Why is this the common response of gun rights advocates when gun violence occurs?
But come on. What overheated paranoiac sector of Apocalyptopolis do you have to live in to believe that you are America’s (well-armed) defender against the inevitable encroachments of the one-world shadow government?
And have those offering “armed revolution” in the face of governmental tyranny as an option ever stopped to consider that the agents of American despotism whose blood they would presumably be spilling are police officers and military personnel?
More to the point, for my purposes, how exactly does marketing gun-lets for post-toddlers place a hedge on the public lawn against tyranny?
What possible civic good does the Second Amendment still serve?
An argument could reasonably be advanced that it made a certain amount of practical sense when written. But we no longer fear His Majesty’s agents of war threatening our newfound liberties from behind every oak tree. If it made sense at one point, it no longer makes the same kind of sense. In general, we risk civic sclerosis by flash-freezing the historical wisdom of a particular moment as if it were an eternal verity delivered for ensuing generations world without end.

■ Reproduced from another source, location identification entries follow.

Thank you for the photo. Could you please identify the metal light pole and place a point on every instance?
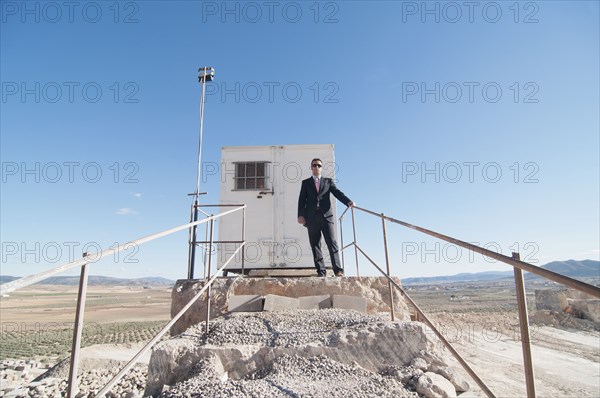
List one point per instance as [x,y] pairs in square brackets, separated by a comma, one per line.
[206,74]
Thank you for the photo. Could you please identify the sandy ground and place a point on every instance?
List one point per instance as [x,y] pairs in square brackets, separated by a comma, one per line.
[57,304]
[566,363]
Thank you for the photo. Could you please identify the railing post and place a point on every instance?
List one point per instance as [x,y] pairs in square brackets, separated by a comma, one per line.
[74,363]
[524,328]
[191,250]
[204,253]
[387,263]
[209,265]
[342,241]
[355,244]
[243,237]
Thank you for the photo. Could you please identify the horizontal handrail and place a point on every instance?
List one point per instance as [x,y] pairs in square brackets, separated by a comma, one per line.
[464,364]
[556,277]
[94,257]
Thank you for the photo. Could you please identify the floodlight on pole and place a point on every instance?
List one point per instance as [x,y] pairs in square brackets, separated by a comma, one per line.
[205,74]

Still, I vaguely understand how viewing the right to bear arms operates as a set of first principles for some, the sine qua non of democratic liberty for a certain segment of those engaged in public discourse. I don’t agree with it; I think they’re wrong, but I have an idea why some people see ensuring access to weapons as indispensable to American freedom.
What I don’t get is why a segment of Christianity feels it necessary to defend the Second Amendment, as if it were worthy of some sort of sacred deference. The Constitution certainly deserves an appropriate amount of respect, but it’s a working document -- intended by its drafters to be amended as new situations with new exigencies arose. It was written on parchment, not delivered from heaven by the archangel Gabriel.
Human authorship of the Second Amendment, however, doesn’t deter the Director of Issues Analysis for the American Family Association, Bryan Fischer, from claiming that the amendment “is rooted in the Judeo-Christian tradition, not least of all in the teaching of Jesus himself.” He goes so far as to say that Jesus commanded his disciples to prepare to “defend [themselves], with lethal force if necessary.”
All right. Let’s mark it as read that Bryan Fischer is a wing nut, who doesn’t necessarily represent the mainstream, of even conservative Christianity. The problem is, though, guns and Christians are found together in bed at an increasingly alarming rate. The Rev. Michael Roehl, a Lutheran pastor in Bismarck, N.D., for instance, argues that a right to carry guns in church -- which, according to the recently signed North Dakota law, allows for guns to be worn in church -- ought to be up to individual churches, since Jesus didn’t really have a negative view of violence in the name of self-defense, and may have, in fact, promoted it.
WWJD? If attacked, apparently, administer a little ballistic therapy.
It takes an exceptionally pliable hermeneutic to read the Gospels and come away thinking that the one who abjured violence (Luke 6:29), who commanded his followers to love their enemies (Matthew 5:44), and who, when given the chance to engage in “armed resistance” against tyranny, chose to absorb violence rather than inflict it (John 18:10-11) was, you know, cool with the Second Amendment.
And here’s the problem: Not only is it bad exegesis that bastardizes the entire thrust of the gospel of self-sacrifice that Jesus embodied, but metaphorically attempting to fit a gun in Jesus’ hands casts even greater doubt on the whole “Jesus thing” among those who already think Christianity is for kooks and warmongers.
Because in the end, we’re still left to explain to a family that made a huge mistake that while they’re free to own guns, they’re no longer free from the consequences of our unhealthy attachment to the Second Amendment.